In Defense of Working Memory Training

The Creativity Post

The potential payoff of working memory training for helping those who could truly benefit from it is too great to not at least attempt to get this right, and take a more nuanced approach that takes into account multiple factors.

What the New SAT and Digital ACT Might Look Like

The New York Times

Big changes are coming to the nation’s two competing admissions tests. The president of the College Board, an architect of the Common Core, is intent on rethinking the SAT to make it an instrument that meshes with what students are learning in their classrooms. Meanwhile, the ACT, which has always been more curriculum-based, is the first of the two to move into the digital age. In adapting its test for the computer, ACT Inc. is tiptoeing past the fill-in-the-bubble Scantron sheets toward more creative, hands-on questions.

How Thinking in 3D Can Improve Math and Science Skills

KQED: Mind Shift

Spatial thinking skills, the researchers point out, are an important predictor of academic achievement and professional success in the STEM fields of science, technology, engineering, and mathematics, and these skills begin developing—or not—in children’s own homes. A large study called Project Talent, for example, “found that people who had high scores on spatial tests in high school were much more likely to major in STEM disciplines and go into STEM careers.”

Parliamentary Outreach Resource Helps People with LD 'Get Government System'

Learning Disability Today

The Houses of Parliament (UK) Outreach Service has developed a package of learning resources to help adults with learning disabilities understand how Parliament works.

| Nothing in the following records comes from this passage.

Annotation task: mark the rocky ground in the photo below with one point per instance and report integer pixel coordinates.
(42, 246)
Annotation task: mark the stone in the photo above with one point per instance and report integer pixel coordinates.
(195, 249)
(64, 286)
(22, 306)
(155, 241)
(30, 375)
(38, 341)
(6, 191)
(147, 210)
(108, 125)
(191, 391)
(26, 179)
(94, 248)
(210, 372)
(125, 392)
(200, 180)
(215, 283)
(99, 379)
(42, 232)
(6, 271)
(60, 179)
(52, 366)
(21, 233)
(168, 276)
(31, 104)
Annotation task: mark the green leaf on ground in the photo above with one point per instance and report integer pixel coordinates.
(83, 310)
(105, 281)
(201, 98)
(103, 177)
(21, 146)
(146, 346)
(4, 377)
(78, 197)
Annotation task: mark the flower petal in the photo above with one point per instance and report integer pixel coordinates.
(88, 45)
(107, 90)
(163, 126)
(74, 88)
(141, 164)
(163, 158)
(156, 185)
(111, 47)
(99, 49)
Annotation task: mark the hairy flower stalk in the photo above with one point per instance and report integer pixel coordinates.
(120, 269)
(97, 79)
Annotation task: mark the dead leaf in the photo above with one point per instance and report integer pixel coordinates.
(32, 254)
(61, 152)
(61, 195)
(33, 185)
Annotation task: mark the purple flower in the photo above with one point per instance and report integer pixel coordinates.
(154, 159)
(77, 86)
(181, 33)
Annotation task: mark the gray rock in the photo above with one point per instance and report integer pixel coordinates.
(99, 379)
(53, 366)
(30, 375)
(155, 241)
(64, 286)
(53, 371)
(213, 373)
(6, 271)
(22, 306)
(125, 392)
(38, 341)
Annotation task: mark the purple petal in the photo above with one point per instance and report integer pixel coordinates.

Launched by the Speaker of the House of Commons, John Bercow MP, the specialist resource pack forms the basis of a learning session in which participants are encouraged to think and talk about who runs the country and the laws they would like to make.

Addictive Gaming More Common with Autism and ADHD

NBC News

In a recent study, researchers surveyed the parents of 141 boys between the ages of 8 and 18 years old. Of those, 56 had an autism spectrum disorder, 44 had ADHD and 41 were developing normally. They found that kids with an autism spectrum disorder played - on average - 2.1 hours of video games per day. Children with ADHD spent about 1.7 hours per day playing video games and normally developing kids played about 1.2 hours per day.

Why We Need To Value Students’ Spatial Creativity

KQED: Mind Shift

Can enhancing spatial thinking improve outcomes in STEM? A new study by David Uttal, David Miller, and Nora Newcombe published in Current Directions in Psychological Science notes that “a recent quantitative synthesis of 206 spatial training studies found an average training improvement of 0.47 standard deviations.” The authors suggest that including spatial thinking in STEM curricula would “enhance the number of Americans with the requisite cognitive skills to enter STEM careers.”

1.7 Million Pound Boost for Disabled Teens in Lincolnshire, UK

This is Lincolnshire

1.7 million pounds has been earmarked to help students with learning difficulties and disabilities in Lincolnshire, UK. The money will help set up facilities for disabled students or those with learning difficulties, to help them continue studying after mainstream school.